At the same time Laverna went to a great lord and bought of him a castle, well-furnished within and broad rich lands without.

But this time she swore on her head to pay in full in six months.

And as she had done by the priest, so she acted to the lord of the castle, and stole and sold every stick, furniture, cattle, men, and mice — there was not left wherewith to feed a fly.

Then the priest and the lord, finding out who this was, appealed to the gods, complaining that they had been robbed by a goddess.

And it was soon made known to them all that this was Laverna.

Therefore she was called to judgment before all the gods.

And when she was asked what she had done with the property of the priest, unto whom she had sworn by her body to make payment at the time appointed (and why had she broken her oath)?

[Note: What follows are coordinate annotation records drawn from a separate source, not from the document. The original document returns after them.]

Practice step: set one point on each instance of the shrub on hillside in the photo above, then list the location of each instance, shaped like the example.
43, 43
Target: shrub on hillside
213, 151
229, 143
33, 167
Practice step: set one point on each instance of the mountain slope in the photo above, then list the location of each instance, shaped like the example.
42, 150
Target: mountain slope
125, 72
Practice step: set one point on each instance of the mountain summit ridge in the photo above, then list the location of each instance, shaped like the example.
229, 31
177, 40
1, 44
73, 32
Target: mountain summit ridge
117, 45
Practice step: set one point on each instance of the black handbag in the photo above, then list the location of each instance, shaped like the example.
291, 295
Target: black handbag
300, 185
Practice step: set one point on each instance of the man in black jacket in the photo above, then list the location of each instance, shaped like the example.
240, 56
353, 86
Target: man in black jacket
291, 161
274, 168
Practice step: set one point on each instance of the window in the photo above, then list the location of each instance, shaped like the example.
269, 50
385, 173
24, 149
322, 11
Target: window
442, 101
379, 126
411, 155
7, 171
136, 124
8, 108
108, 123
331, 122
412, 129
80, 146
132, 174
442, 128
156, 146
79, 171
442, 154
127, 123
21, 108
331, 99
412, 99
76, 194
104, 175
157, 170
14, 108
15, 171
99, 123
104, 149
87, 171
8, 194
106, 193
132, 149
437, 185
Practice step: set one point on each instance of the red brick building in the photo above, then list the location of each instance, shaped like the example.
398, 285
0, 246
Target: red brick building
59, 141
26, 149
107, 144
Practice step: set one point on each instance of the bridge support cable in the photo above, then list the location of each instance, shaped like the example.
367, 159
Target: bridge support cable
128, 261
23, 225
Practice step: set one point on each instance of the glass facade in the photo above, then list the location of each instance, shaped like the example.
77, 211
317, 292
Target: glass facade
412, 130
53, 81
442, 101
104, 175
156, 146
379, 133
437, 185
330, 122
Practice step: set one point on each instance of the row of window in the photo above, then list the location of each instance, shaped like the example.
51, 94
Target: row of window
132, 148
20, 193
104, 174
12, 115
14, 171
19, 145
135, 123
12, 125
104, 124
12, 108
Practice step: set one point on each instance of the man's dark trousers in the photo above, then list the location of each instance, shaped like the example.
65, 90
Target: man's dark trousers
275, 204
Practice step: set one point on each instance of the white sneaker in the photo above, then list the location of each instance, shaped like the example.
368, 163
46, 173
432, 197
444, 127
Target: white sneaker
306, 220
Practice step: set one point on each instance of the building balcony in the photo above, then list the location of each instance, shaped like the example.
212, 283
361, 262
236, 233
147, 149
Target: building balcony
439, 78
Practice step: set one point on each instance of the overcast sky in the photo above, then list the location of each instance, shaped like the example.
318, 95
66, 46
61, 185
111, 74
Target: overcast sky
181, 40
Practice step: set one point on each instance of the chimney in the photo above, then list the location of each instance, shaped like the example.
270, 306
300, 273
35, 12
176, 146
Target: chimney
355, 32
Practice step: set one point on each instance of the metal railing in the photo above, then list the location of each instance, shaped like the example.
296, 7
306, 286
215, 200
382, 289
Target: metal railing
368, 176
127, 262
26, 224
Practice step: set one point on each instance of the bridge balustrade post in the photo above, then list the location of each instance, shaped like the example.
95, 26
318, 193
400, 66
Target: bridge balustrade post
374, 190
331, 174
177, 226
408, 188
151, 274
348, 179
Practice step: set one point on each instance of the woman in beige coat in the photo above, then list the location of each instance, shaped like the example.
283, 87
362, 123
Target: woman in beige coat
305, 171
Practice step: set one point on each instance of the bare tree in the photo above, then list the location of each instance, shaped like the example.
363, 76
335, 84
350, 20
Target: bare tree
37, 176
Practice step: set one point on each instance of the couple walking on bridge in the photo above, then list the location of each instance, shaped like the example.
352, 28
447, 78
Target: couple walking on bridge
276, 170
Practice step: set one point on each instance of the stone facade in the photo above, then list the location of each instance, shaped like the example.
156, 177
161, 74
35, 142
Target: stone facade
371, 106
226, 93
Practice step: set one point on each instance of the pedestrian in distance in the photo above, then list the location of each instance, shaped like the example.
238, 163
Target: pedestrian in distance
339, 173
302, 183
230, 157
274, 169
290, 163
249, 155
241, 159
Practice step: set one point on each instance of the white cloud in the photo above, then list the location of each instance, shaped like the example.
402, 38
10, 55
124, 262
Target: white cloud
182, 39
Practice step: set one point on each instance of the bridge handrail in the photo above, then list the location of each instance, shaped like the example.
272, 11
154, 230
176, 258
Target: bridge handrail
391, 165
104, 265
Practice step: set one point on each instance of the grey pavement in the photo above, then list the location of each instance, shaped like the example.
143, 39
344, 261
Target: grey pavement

She replied by a strange deed which amazed them all, for she made her body disappear, so that only her head remained visible, and it cried:

“Behold me! I swore by my body, but body have I none!”

Then all the gods laughed.

After the priest came the lord who had also been tricked, and to whom she had sworn by her head. And in reply to him Laverna showed to all present her whole body without mincing matters, and it was one of extreme beauty, but without a head; and from the neck thereof came a voice which said:

“Behold me, for I am Laverna, who
Have come to answer to that lord’s complaint,
Who swears that I contracted debt to him,
And have not paid although the time is o’er,
And that I am a thief because I swore
Upon my head–but, as you all can see,
I have no head at all, and therefore I
Assuredly ne’er swore by such an oath.”

Then there was indeed a storm of laughter among the gods, who made the matter right by ordering the head to join the body, and bidding Laverna pay up her debts, which she did.

Then Jove spoke and said: “Here is a roguish goddess without a duty (or a worshipper), while there are in Rome innumerable thieves, sharpers, cheats, and rascals — ladri, bindolini, truffatori e scrocconi — who live by deceit.

“These good folk have neither a church nor a god, and it is a great pity, for even the very devils have their master, Satan, as the head of the family. Therefore, I command that in future Laverna shall be the goddess of all the knaves or dishonest tradesmen, with the whole rubbish and refuse of the human race, who have been hitherto without a god or a devil, inasmuch as they have been too despicable for the one or the other.”

And so Laverna became the goddess of all dishonest and shabby people.

Laverna teaches a double-edged lesson. Buck authority, and take pride in doing so; but at the same time, take responsibility for your actions.

In a NeoPagan subculture where “Harm None” is regularly interpreted as, “Do whatever you want without consequence,” it’s good to keep what Laverna has to say in mind.